Nur Gestalter haben Platz im gehobenen Management

Mühleck: "Viele CIOs müssen ihr Berufsverständnis ändern."

20.09.2004 von Thomas Zeller
Klaus-Hardy Mühleck wird ab dem 1. Oktober 2004 einer der mächtigsten IT-Manager in Deutschland. Seinen neuen Job als CIO im Volkswagen-Konzern tritt er jedoch in einem stürmischen Umfeld an. Während die Gewinne des Unternehmens zurückgehen, fordern die Gewerkschaften höhere Löhne. In einem exklusiven CIO-Online-Gespräch zieht der noch amtierende Audi-CIO Bilanz und gibt einen Ausblick auf die neue Rolle der IT im VW-Konzern.

Es gibt bessere Zeiten für einen Jobwechsel. Dennoch ist der Schwabe Mühleck sichtlich entspannt. Seine Bilanz für die Audi-Zeit falle mehr als positiv aus, ist sich der IT-Manager sicher. Schon früh habe er eine Initiative für die Weiterentwicklung der IT anschieben können. Die hätte dann als erfolgreiche Initialzündung für den IT-Bereich gedient.
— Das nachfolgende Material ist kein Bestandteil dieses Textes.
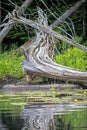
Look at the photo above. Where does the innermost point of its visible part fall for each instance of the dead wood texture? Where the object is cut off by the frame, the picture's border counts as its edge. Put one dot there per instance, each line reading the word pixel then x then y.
pixel 38 58
pixel 39 53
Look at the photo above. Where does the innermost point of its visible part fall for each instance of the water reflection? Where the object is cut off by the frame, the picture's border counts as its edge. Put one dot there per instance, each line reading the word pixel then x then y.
pixel 46 117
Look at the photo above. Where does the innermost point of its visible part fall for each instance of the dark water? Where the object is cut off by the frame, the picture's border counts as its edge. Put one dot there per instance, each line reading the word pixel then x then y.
pixel 45 117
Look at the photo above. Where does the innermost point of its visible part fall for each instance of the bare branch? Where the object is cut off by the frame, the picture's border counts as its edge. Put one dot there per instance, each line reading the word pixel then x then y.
pixel 49 31
pixel 9 26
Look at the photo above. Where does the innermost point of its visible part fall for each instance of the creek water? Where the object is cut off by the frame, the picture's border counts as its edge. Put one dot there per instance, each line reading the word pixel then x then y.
pixel 45 117
pixel 43 110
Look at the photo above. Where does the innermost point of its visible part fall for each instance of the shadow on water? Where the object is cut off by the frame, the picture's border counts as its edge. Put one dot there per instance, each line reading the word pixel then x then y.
pixel 45 117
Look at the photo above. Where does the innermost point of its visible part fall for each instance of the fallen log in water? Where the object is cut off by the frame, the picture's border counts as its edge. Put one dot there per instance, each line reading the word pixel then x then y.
pixel 38 62
pixel 39 53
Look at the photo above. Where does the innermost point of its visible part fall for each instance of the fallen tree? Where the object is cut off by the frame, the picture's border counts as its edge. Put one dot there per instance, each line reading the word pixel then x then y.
pixel 38 55
pixel 39 52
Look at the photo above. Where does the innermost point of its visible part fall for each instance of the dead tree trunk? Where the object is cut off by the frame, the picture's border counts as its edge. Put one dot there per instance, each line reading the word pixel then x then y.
pixel 10 23
pixel 38 60
pixel 8 26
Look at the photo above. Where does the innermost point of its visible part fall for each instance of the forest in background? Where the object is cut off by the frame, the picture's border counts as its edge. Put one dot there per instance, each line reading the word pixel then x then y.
pixel 75 25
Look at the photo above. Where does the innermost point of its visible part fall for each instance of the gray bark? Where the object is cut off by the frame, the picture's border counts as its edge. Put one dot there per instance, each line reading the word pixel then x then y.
pixel 9 26
pixel 37 59
pixel 11 23
pixel 49 31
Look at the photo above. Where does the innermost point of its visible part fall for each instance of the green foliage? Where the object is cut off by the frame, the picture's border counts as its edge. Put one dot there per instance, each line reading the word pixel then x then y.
pixel 74 58
pixel 10 65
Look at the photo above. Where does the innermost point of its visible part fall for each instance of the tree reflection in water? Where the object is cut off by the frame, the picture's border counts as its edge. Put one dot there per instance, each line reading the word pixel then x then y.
pixel 46 117
pixel 42 117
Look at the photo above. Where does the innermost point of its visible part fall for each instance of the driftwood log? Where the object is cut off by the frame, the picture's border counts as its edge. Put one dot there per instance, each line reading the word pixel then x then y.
pixel 39 58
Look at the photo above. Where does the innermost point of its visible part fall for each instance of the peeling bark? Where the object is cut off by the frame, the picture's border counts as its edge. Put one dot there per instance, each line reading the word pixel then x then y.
pixel 39 62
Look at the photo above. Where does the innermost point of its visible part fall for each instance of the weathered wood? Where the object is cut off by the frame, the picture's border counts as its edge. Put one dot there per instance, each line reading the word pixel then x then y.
pixel 38 61
pixel 26 3
pixel 9 25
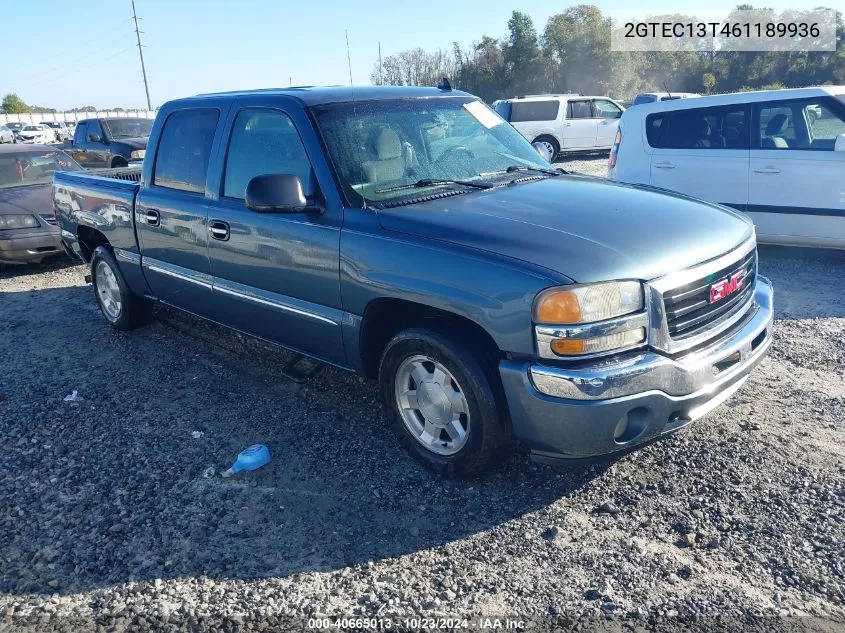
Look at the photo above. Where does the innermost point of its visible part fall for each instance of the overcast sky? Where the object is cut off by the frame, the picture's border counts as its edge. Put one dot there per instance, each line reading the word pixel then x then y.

So hat die Audi Markengruppe den Großrechnerbereich konsolidiert. Dahinter verbirgt sich die Verlagerung des Segments nach Spanien. Geholfen hat dabei die gute Zusammenarbeit mit dem zum VW-Konzern gehörenden IT-Dienstleister Gedas. Neben verschiedenen IT-Infrastruktur-Projekten ist Mühleck auch stolz auf das "Vernetzungsthema". So konnte die Audi Markengruppe mehrere SAP-Projekte erfolgreich abschließen. Beispielsweise wurde der HR (Human Ressources)-Bereich standardisiert. "In der Folge hatten wir eine einheitliche Lösung für 46000 Mitarbeiter, etwa 4000 User und 16000 Rentner."

Mühleck bewies bei vielen Projekten eine ruhige Hand und verzichtete gegen den Branchentrend auf blindes Outsourcing von IT-Dienstleistungen. Bei Audi setzte er dagegen auf selektives Outtasking. Hier kommen nun vor allem Shared Services zum Einsatz, bei denen das IT-Management die Governance-Rolle wahrnimmt. Bei Audi war Mühleck damit sehr erfolgreich. Mittlerweile ist das Unternehmen Benchmark in der Branche. Die IT-Kosten liegen bei 0,77 Prozent des Gesamtumsatzes.

Dieses Modell wurde gemeinsam mit VW entwickelt und soll nun auch dort, nach dem erfolgreichen Piloten bei Audi, weiter verfolgt werden. Dabei will er stärker auf den hausinternen Dienstleister Gedas zurückgreifen. Mühleck verspricht sich dadurch vor allem im Extended Enterprise, z.B. im Händlerbereich und den Zulieferen, deutliche Skaleneffekte in den Wertschöpfungsketten.

IT-Transformation bei Audi

Insgesamt sei es ihm in den fast drei Jahren bei Audi gelungen, die IT zu transformieren. So habe aus einem Dienstleister eine gestaltende IT-Prozesseinheit werden können. "Dafür habe ich die Requalifizierung weiter vorangetrieben. Aus vielen IT-Spezialisten wurden so Generalisten mit Beratungs-Know-how." Diese Qualifizierung muss nun der noch nicht bekanntgegebene Nachfolger weiter fortführen.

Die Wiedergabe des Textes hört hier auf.